Spar dir deine Lügen. Sag nicht, dass du mich verstehen könntest!

Denn wie soll mich jemand verstehen, der das nie erlebt hat?
Du hast keine Ahnung, wie es mir geht, denn du kennst das nicht.


Du hast nie nächtelang durchgeweint, bis in die frühen Morgenstunden im Bett gesessen und nachgedacht.

Du hast nie jede Nacht aufs Neue vor Verzweiflung in deine Kissen geschrien und dich gefragt,
wann es endlich aufhört.

Du hast nie alles für jemanden gegeben und dabei alles verloren.

Du hast keine Ahnung, wie es sich anfühlt, wenn man die Hoffnung verliert, das Einzige was einem noch geblieben war, wie es sich anfühlt, wenn das Vertrauen verloren geht und Versprechen gebrochen werden.

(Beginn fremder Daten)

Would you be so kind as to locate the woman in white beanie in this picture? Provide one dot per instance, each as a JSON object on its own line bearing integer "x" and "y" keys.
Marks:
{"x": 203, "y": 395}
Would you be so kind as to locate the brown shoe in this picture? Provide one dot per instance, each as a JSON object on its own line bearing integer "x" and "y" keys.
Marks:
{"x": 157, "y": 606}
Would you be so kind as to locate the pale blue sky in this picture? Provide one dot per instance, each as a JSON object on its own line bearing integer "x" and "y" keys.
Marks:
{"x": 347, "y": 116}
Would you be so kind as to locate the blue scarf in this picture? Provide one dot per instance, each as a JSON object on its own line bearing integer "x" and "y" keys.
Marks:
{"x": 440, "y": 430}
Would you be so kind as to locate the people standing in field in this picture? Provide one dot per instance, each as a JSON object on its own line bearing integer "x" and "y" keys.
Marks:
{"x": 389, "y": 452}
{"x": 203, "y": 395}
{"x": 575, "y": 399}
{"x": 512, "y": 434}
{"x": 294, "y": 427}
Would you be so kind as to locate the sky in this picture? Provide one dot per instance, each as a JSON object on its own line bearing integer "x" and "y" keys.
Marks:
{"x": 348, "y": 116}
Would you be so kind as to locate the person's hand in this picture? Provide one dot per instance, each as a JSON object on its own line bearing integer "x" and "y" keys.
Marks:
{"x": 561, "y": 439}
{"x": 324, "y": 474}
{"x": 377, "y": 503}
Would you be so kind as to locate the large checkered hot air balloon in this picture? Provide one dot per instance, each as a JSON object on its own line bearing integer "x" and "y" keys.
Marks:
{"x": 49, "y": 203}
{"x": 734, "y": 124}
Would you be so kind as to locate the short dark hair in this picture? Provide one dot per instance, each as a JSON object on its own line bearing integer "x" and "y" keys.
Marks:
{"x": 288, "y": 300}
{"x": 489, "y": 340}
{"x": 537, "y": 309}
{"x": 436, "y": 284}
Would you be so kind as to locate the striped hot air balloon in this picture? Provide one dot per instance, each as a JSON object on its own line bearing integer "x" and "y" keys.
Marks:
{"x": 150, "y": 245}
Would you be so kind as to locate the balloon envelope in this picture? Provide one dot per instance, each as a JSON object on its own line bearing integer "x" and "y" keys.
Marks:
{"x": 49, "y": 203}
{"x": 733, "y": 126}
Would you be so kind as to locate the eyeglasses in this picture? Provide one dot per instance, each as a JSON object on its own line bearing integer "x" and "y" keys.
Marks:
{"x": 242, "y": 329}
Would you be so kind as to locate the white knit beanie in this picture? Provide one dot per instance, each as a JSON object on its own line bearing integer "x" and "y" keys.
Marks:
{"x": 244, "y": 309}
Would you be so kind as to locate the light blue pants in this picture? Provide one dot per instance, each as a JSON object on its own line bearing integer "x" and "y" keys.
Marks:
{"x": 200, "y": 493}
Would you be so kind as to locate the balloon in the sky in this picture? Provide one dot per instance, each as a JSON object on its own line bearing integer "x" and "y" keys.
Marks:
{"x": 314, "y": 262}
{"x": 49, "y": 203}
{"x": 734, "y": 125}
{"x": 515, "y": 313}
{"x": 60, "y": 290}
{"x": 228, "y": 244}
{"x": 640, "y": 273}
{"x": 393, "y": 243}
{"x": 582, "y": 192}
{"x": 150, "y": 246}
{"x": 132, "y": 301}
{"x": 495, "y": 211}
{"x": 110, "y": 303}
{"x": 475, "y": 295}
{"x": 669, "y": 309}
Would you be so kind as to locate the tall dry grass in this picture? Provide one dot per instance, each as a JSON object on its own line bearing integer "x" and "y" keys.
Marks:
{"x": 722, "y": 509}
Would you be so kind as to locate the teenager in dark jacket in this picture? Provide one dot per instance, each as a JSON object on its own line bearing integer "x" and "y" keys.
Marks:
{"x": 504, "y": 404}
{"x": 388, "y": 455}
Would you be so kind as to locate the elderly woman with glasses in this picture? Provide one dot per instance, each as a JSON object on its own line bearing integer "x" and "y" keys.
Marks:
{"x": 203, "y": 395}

 Du kennst nicht das Gefühl, wenn man beginnt zu zittern und einem heisse Tränen über die Wangen laufen, unaufhaltsam, wenn man erkennt, dass man verliert.

Du weisst nicht, wie es ist, wenn es einem den Atem nimmt, wie das Gefühl ist an den Tränen zu ertrinken, an dem Schmerz zu ersticken.